We had inspiring guest speakers from industry sharing their story and giving advice.
This past summer during the camps, one girl told me,
“Before this camp I didn’t really think I was smart, but now I know that I can get it, and I can understand things, I am smart.”
The excitement and the empowerment of her realization was breath-taking. This is only one of several examples. This makes me proud that the girls realize the potential that they really have.
Above two girls are changing a tire for the first time!
My favorite activity from this past year was robot programming with an automotive twist. I grew up helping my dad fix the car, from changing the oil to changing the brake pads. I wanted to prove to the girls that robots are all around us in everyday life, and what is the perfect example of that? A car! The sensors are the inputs, then there is the ‘brain’ of the car, and finally the outputs of the motors and air conditioning for those hot days.

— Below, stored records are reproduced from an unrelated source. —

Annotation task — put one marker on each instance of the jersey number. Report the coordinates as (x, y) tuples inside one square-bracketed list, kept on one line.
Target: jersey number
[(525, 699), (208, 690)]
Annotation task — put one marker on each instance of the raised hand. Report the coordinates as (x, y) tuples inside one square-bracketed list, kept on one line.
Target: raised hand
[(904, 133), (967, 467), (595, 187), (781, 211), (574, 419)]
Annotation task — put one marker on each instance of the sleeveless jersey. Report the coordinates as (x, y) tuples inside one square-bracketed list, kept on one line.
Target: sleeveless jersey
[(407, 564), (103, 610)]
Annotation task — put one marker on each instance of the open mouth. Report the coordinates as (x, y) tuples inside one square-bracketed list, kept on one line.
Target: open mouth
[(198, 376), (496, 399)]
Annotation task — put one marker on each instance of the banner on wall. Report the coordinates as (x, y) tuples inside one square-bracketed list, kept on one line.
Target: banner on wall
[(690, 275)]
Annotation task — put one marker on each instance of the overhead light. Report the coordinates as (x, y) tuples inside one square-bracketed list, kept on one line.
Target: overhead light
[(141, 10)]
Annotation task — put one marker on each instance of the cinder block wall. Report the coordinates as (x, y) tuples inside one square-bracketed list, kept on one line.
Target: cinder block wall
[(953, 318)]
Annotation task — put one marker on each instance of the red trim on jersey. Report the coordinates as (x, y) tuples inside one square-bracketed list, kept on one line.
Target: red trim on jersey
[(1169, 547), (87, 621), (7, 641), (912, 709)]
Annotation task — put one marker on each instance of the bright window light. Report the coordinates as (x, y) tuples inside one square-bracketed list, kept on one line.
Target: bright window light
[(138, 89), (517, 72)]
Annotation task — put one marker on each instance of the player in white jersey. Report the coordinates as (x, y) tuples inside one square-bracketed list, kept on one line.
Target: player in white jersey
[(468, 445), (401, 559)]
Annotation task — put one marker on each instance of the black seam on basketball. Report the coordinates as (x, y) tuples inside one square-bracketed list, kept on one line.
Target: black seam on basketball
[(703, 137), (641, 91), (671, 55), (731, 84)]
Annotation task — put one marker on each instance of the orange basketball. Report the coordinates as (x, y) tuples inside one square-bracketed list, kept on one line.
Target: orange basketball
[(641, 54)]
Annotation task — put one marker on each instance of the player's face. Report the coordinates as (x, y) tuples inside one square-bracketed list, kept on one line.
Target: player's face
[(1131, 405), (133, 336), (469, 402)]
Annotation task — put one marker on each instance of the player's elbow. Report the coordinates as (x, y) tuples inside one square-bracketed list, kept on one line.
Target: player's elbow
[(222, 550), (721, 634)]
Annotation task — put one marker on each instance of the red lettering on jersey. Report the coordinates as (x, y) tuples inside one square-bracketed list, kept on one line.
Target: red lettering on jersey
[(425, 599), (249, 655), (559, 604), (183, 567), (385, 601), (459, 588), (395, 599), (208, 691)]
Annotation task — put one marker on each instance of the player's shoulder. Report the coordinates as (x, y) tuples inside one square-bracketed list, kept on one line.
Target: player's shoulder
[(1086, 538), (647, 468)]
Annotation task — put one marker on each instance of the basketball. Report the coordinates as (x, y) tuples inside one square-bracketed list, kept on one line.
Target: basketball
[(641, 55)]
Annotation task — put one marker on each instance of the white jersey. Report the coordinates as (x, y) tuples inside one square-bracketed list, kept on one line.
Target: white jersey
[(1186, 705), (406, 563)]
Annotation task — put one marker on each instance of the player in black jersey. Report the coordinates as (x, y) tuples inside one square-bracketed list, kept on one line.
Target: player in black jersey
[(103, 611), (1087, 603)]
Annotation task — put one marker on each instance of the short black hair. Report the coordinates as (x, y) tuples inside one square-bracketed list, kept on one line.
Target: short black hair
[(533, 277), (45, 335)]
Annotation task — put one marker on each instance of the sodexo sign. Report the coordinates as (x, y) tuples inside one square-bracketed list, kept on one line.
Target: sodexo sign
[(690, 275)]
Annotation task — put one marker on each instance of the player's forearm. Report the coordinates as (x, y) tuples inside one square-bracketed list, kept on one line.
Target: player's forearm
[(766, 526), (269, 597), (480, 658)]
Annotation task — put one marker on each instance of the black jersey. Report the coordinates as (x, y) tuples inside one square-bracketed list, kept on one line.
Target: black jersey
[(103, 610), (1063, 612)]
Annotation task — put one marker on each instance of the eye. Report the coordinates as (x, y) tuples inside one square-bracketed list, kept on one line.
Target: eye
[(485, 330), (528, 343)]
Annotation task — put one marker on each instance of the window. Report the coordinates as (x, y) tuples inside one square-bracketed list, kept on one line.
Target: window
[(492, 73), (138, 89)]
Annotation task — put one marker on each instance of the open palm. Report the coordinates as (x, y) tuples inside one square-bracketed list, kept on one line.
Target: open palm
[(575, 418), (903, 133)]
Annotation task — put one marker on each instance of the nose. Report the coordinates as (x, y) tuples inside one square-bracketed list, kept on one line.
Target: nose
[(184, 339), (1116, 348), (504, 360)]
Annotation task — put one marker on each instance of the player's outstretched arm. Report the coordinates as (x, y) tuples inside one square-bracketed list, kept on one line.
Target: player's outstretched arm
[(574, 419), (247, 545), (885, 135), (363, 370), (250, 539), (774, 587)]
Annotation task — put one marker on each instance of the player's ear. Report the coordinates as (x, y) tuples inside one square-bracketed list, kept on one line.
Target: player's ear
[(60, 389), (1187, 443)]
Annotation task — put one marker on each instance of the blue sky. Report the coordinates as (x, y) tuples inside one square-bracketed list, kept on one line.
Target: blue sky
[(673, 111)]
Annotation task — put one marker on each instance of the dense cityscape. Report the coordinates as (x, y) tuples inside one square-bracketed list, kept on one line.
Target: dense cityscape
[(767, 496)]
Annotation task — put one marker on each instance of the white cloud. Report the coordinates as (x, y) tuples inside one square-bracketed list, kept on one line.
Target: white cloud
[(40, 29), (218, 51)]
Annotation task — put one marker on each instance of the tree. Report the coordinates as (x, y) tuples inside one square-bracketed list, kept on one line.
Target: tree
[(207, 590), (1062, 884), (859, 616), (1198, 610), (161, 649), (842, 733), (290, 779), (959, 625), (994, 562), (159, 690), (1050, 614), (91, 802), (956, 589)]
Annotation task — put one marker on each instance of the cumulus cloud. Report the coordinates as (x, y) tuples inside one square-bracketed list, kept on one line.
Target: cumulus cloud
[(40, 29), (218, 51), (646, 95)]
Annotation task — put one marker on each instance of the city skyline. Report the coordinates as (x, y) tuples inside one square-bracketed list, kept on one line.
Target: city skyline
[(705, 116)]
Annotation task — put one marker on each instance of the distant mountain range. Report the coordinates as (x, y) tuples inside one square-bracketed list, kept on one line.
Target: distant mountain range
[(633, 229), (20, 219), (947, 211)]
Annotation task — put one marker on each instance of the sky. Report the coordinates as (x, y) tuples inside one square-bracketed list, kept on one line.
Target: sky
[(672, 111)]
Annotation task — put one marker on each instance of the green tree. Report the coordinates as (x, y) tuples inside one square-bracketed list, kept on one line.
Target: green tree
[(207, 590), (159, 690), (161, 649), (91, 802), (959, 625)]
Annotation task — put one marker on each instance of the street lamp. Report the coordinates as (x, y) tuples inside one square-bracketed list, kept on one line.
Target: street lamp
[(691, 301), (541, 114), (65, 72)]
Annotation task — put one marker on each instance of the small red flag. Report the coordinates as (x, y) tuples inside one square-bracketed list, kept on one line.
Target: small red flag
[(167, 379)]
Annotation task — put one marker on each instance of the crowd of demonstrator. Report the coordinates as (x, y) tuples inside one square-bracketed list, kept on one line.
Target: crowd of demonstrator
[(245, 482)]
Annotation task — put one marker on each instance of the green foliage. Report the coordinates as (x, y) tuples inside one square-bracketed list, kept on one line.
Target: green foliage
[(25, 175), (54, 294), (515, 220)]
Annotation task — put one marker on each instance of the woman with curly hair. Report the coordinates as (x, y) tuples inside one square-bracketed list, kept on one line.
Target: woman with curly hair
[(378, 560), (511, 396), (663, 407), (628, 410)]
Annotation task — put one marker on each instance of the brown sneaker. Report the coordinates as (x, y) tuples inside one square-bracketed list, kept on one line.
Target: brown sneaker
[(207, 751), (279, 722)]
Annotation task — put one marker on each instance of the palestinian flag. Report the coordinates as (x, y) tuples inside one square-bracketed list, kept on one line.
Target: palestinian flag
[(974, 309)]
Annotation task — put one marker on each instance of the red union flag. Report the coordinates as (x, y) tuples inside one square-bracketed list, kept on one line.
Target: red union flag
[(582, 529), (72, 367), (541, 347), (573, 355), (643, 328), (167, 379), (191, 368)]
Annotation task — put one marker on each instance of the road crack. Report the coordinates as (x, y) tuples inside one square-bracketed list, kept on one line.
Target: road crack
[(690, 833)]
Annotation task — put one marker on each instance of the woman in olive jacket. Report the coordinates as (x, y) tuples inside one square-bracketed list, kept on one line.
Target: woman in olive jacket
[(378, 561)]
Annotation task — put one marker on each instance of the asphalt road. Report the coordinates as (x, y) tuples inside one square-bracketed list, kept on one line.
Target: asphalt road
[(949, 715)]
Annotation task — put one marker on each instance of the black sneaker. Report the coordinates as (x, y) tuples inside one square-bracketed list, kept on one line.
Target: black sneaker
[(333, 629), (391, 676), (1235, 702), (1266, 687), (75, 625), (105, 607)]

By the end of the camp the girls accomplished many amazing things including changing a tire for the first time. I asked if any of the girls had ever changed a tire and out of 40 girls only one girl raised her hand!
Above I am sharing with a group of the girls what a real piston and chamber looks like in a car. By the end of the day they could tell you themselves!
Our written surveys and interviews verify that most girls don’t sign up for tech-related classes. Most girls are signed up by parents or coaxed into coming by their friends. With that said, by the end of the week every girl leaves with confidence in themselves and their abilities in STEM.
From left to right: Jill Eiland, Aubrey Clark, Savannah, Lisa Neal-Graves, and Chelsea Hossaini
This transformation Girls Get IT! empowers girls that otherwise would have been missed and possibly never realized their potential in technology. 57% of STEM majors decide in high school; I knew since 5th grade. One week of positive activities with STEM ignites that spark in the girl that may design the next big thing for computers, or may launch the next mission to space, or even become an engineering teacher reaching kids and inspiring them to follow their passion making the world a better place.
This camp would not be possible without a lot of hard work from several people, especially Jim Fister, a mentor and long time supporter of the camps, Mr. Domes my technology teacher from Hillsboro High School who allowed us to use the facility and has always been supportive, and my mom who, without her encouragement, I would not believe that anything is possible. Thank you!
Without opportunities I never would have found my passion in technology. I look back on my experiences and a huge part of encouragement has been the community support. And as I look closer I see Intel’s role in providing both funding and volunteers towards opportunities for kids such as myself. With their help, Girls Get IT! has empowered over 230 girls and we are looking forward to expanding and providing more girls with opportunities to feel confident in STEM.
I am excited to see where Girls Get IT! is going next and am filled with joy that it is continuing even after I leave for college. I look forward and congratulate Ashley on the great job that she is going to do.
I am involved because of the opportunities. I have stayed because of the support from mentors. I am continuing because it is my passion to make a difference to advance and empower other girls and women.